On 15 November 1966, Lightshaw Hall was designated a Grade II* listed building for its architectural and historic significance.

A dendrochronological analysis of timbers from the west (solar) wing of the hall found that seven samples crossmatched to form a tree-ring sequence spanning 1414 to 1552, with one timber retaining its bark edge and dating to the spring of 1553. These results indicate that the solar wing was constructed in the mid-16th century, shortly after the felling of the timbers. Additional samples—a tie-beam and a possible sill beam—produced earlier date ranges (1150 to 1209 and 1106 to 1270), consistent with the reuse of older material and suggesting the presence of an earlier structure on the site.

Lightshaw Hall is currently in use as a private residence and is not open to the public.

==Architecture==
The building comprises a tall two-storey range, which reflects the form of the original timber-framed structure, alongside a lower two-storey wing that was added later. The brickwork features English garden wall bond and Flemish bond, with most of the masonry dating from the early 19th century. The roof is constructed from graduated stone slates.

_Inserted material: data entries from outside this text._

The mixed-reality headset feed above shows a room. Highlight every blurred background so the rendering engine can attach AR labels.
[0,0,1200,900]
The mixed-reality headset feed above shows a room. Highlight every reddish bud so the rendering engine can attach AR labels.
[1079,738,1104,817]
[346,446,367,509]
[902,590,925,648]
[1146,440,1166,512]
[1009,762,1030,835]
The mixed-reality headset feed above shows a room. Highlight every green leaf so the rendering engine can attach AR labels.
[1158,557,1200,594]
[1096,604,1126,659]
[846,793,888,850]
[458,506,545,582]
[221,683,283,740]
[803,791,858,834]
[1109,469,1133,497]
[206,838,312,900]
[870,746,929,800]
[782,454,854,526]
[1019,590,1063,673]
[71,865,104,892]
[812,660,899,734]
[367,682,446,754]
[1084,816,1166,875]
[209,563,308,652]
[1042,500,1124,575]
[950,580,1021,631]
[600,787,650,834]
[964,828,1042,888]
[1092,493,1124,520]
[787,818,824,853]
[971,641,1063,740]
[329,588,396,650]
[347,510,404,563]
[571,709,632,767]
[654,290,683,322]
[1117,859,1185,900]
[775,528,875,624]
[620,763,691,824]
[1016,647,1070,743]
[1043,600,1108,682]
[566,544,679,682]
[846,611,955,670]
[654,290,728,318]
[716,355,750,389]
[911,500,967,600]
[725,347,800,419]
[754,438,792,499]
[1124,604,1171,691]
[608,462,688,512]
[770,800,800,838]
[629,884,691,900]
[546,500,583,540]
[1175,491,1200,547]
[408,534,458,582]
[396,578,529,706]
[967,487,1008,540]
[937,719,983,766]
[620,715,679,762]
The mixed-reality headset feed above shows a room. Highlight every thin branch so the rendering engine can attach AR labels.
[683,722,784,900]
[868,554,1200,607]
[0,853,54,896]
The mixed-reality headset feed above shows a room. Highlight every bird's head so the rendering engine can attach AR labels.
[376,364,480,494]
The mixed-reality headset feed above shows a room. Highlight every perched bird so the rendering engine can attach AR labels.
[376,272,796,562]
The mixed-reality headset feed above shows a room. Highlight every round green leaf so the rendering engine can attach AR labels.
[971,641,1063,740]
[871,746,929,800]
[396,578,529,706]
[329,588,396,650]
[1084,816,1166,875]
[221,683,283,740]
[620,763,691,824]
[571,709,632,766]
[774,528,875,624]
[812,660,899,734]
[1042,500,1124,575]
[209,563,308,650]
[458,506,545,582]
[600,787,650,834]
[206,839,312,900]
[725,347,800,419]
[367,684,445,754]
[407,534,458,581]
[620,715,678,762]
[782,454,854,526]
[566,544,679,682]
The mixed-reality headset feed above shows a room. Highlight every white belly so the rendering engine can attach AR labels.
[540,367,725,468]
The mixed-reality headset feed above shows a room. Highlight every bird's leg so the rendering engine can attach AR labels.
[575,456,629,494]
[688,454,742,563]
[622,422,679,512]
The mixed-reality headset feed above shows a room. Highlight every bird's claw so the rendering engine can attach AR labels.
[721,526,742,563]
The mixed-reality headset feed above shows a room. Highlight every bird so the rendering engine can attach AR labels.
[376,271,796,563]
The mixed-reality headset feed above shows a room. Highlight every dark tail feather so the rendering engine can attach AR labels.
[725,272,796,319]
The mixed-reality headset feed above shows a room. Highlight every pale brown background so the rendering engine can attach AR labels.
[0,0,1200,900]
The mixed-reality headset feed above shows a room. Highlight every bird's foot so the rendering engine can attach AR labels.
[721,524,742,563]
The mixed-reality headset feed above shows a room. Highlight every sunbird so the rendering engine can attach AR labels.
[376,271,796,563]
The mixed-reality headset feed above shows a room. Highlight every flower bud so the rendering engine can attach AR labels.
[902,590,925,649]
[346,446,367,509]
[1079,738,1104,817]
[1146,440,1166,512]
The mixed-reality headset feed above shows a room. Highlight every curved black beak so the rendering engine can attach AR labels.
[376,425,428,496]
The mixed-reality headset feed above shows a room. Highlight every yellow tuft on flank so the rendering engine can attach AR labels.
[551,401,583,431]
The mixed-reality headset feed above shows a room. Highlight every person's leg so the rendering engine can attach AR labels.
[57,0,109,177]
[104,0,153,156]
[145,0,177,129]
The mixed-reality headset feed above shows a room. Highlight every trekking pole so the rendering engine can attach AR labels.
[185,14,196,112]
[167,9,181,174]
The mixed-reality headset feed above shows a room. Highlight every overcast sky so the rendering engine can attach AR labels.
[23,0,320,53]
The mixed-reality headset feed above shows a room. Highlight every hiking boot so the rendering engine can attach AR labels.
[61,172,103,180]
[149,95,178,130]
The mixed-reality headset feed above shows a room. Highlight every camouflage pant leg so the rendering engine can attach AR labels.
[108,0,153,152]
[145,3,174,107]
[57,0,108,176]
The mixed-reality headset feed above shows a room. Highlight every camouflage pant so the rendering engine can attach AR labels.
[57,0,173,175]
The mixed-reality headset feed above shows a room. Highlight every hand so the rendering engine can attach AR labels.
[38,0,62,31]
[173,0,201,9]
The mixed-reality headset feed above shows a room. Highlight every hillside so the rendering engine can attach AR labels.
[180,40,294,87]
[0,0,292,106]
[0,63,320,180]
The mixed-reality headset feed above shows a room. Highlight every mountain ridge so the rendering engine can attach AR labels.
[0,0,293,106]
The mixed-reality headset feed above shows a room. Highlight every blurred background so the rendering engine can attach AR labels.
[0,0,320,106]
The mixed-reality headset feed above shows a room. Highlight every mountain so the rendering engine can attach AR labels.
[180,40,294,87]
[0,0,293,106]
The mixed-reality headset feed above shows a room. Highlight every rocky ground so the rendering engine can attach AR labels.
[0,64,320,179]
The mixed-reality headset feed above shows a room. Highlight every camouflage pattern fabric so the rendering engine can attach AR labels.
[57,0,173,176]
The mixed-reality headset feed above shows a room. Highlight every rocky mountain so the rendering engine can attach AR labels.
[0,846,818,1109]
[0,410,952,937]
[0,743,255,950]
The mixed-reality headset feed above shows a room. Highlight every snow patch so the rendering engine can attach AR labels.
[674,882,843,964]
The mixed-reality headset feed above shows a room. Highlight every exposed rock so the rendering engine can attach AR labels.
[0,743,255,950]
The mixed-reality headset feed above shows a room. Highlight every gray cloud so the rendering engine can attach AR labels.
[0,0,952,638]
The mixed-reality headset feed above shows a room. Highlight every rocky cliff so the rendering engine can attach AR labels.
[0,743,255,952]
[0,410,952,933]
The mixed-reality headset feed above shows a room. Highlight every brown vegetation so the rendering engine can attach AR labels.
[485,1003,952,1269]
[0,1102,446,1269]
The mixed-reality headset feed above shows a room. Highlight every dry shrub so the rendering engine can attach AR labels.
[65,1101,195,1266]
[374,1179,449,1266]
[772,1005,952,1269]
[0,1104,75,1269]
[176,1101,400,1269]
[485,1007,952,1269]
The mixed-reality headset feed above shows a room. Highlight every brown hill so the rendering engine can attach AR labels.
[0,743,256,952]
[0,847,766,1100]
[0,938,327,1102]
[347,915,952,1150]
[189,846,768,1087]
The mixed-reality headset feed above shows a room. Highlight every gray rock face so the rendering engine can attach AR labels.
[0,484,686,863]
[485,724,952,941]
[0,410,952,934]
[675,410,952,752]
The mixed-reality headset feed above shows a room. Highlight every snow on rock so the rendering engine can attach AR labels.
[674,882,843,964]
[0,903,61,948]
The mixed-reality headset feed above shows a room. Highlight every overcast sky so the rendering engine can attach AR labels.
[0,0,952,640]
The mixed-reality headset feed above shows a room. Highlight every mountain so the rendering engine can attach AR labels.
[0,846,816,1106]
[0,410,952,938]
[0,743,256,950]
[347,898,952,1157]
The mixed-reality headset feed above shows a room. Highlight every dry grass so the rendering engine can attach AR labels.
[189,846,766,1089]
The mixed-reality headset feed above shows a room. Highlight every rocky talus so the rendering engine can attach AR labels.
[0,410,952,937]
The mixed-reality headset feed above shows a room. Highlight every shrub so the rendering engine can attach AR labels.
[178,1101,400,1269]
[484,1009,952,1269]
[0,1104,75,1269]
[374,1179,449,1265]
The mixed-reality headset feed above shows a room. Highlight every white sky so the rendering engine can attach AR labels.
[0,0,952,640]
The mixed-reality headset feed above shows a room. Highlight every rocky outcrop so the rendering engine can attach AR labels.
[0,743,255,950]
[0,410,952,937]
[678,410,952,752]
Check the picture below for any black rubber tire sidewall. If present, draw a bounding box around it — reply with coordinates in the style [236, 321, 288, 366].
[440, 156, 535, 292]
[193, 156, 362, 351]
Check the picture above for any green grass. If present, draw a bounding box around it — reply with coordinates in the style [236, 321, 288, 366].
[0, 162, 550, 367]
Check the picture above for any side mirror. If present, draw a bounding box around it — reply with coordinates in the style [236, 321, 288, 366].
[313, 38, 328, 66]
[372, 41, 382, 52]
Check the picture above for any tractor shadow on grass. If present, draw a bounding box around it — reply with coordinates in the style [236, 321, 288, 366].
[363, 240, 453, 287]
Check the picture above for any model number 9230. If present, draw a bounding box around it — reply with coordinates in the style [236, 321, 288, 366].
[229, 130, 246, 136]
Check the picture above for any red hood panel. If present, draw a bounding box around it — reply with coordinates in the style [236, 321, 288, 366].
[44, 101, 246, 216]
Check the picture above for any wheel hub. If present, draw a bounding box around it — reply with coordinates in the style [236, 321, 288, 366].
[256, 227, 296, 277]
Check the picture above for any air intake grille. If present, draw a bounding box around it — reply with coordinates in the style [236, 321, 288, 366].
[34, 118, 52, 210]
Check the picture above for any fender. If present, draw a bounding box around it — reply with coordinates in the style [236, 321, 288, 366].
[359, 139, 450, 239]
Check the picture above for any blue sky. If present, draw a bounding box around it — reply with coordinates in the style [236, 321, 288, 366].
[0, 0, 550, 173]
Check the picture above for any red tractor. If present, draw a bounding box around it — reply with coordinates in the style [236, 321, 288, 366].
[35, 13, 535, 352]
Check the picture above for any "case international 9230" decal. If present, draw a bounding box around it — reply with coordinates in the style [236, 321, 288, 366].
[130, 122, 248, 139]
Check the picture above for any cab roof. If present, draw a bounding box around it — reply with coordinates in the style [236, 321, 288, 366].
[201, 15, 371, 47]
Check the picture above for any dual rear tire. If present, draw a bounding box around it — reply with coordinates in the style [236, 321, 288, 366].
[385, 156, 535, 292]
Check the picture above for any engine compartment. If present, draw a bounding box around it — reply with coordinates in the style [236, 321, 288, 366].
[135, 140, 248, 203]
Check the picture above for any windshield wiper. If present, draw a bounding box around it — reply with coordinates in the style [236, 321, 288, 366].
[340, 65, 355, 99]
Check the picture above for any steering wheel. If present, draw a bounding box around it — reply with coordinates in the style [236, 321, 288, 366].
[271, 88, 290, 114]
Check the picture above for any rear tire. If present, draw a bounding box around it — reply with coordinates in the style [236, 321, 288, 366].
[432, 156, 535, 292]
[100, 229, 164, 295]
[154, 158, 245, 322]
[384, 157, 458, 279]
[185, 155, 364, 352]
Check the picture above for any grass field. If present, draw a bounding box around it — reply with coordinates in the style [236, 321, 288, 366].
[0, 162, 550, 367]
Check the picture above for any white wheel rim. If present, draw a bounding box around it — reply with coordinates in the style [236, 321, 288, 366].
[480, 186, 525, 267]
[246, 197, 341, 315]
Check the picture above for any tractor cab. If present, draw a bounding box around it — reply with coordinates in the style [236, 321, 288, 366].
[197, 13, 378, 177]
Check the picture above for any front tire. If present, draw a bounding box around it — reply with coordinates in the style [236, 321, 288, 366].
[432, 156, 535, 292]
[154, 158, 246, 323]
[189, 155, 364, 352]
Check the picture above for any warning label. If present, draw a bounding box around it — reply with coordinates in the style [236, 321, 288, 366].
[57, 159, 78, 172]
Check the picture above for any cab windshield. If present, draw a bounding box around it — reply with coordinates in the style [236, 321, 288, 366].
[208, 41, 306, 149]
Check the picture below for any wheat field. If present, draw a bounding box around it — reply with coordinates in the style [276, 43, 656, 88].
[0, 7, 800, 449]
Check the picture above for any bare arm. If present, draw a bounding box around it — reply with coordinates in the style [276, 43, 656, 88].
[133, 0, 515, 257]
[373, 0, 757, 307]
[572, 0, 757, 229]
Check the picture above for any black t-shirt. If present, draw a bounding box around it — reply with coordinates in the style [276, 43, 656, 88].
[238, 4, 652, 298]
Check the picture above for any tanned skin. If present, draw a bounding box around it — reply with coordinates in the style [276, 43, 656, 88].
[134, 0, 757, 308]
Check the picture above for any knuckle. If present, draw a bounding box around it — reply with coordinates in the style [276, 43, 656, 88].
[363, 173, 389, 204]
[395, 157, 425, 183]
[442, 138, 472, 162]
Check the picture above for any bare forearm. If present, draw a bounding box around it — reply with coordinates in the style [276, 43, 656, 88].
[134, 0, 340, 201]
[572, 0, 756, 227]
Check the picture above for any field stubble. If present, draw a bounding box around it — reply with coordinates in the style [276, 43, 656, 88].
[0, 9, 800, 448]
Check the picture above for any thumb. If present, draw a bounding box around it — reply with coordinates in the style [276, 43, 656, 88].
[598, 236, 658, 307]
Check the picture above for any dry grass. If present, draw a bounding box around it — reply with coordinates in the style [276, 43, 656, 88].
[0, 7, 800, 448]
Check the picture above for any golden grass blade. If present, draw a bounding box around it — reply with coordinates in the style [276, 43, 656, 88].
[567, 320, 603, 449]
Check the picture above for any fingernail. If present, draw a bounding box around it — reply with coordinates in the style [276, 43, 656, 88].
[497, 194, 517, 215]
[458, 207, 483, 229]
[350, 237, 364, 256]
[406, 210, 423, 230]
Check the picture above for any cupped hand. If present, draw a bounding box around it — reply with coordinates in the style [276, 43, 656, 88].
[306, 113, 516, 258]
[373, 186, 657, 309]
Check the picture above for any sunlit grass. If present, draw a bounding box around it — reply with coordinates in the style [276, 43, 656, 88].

Architectural details include casement windows, some of which are mullioned, set with stone sills and flat brick arches. A horizontally sliding sash window is located on the right return, while timber framing is visible externally only in the wall plate and two rear posts. The structure also incorporates a ridge chimney stack.

Internally, Lightshaw Hall retains two Gothic-moulded beams and roof trusses with braced and cusped members. These elements represent surviving examples of early construction techniques within the building.

==Location==
The hall lies close to Lightshaw Meadows, an area of open countryside comprising wetlands within the Abram Flashes. The landscape developed over many years as a result of mining subsidence, associated with the region's industrial activity. The site covers approximately 18 ha, of which 13 ha have been designated as a Site of Special Scientific Interest (SSSI). In recent decades, the condition of the SSSI has been assessed by Natural England as "unfavourable."

In recent years, Community Forest North West and the Lancashire Wildlife Trust have carried out restoration work aimed at returning the site to "favourable" condition and improving habitats for species such as yellow wagtail, lapwing, willow tit, bats, water voles, and various invertebrates.